Have a look at the docs for more information regarding its shape etc. or just remove it, if you want to use the default zero-initialized hidden.

Once this is fixed, you would run into another issue, as you are trying to use the returned hidden tensor to reshape the lstm_out in:

lstm_out=lstm_out.contiguous().view(-1, hidden)

so you might want to use self.hidden_dim for it.
That being said, note that this view operation would collapse the temporal and batch dimension.

1 Like

Thank you very much for your explanation, dear @ptrblck. In order to not collapse the temporal and batch dimension as a result of the view operation, now I don’t apply it. But, still I’m getting the ValueError: Target and input must have the same number of elements. target nelement (64) != input nelement (76800) error.

p.s.

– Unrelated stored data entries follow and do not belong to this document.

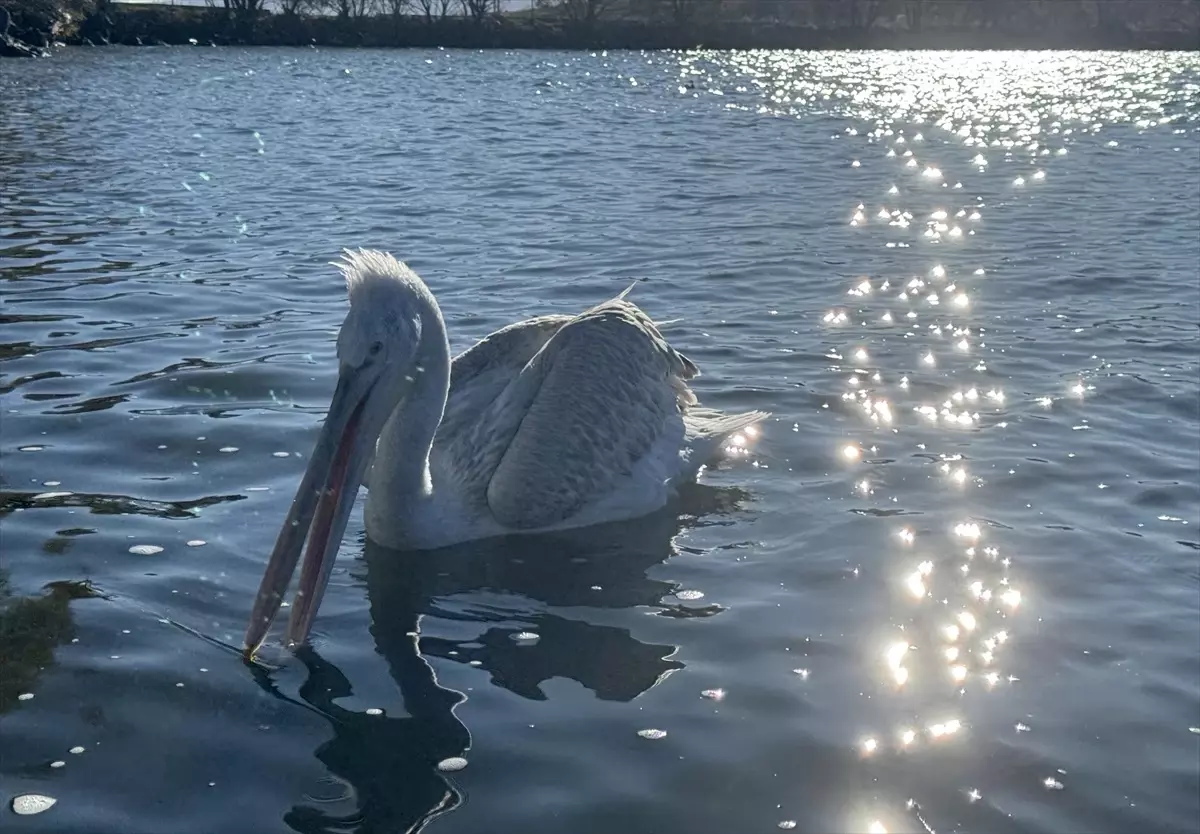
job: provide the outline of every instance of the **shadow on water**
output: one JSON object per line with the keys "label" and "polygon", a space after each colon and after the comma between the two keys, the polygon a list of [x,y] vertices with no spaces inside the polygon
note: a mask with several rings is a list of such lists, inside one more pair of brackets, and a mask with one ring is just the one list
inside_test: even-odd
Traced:
{"label": "shadow on water", "polygon": [[[302,834],[410,834],[463,802],[438,764],[465,755],[471,746],[470,730],[455,714],[466,696],[439,684],[428,658],[469,664],[486,671],[494,685],[533,700],[546,698],[542,682],[559,677],[577,681],[598,698],[629,701],[683,668],[671,659],[675,646],[643,643],[627,629],[589,623],[582,611],[548,609],[646,607],[668,615],[684,610],[663,601],[677,584],[647,572],[678,552],[674,539],[682,530],[704,524],[706,516],[735,512],[748,498],[733,487],[693,485],[669,511],[634,522],[474,542],[436,554],[401,553],[367,542],[371,635],[407,715],[340,706],[353,686],[311,647],[296,653],[307,672],[299,701],[280,690],[271,669],[252,666],[264,690],[316,711],[333,730],[315,755],[347,790],[329,800],[309,799],[329,805],[349,799],[354,805],[338,814],[298,804],[284,822]],[[713,608],[692,610],[707,615],[720,610]],[[425,637],[425,615],[485,630],[463,640]],[[522,631],[539,639],[523,645],[513,639]]]}
{"label": "shadow on water", "polygon": [[129,495],[76,492],[0,490],[0,518],[18,510],[80,507],[95,515],[144,515],[152,518],[194,518],[206,507],[244,501],[244,495],[206,495],[190,501],[153,501]]}
{"label": "shadow on water", "polygon": [[41,596],[14,596],[0,571],[0,714],[54,665],[54,650],[75,636],[71,602],[102,596],[89,582],[51,582]]}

Here is the corrected version of the forward function:

def forward(self, text):
    embedded = self.embedding(text)

    lstm_out, hidden = self.lstm(embedded)

    return self.fc(lstm_out)

I guess 64 would be the batch size, while 76800 would probably be the temporal size (or the flattened batch dim and temp. dim)?

Anyway, I think you might want to consider using the last time step only or reducing the temporal dimension somehow (e.g. with a mean) to get an output of [batch_size, out_features].

I’m not familiar with your use case, so please feel free to add more information in case my suggestions wouldn’t work.

Exactly, 64 is the batch size, and 76,800 is the temporal size. But could not get what you mean by using the last time step only? Actually, I’ve added the whole source code in the OP. Could you please guide me on it?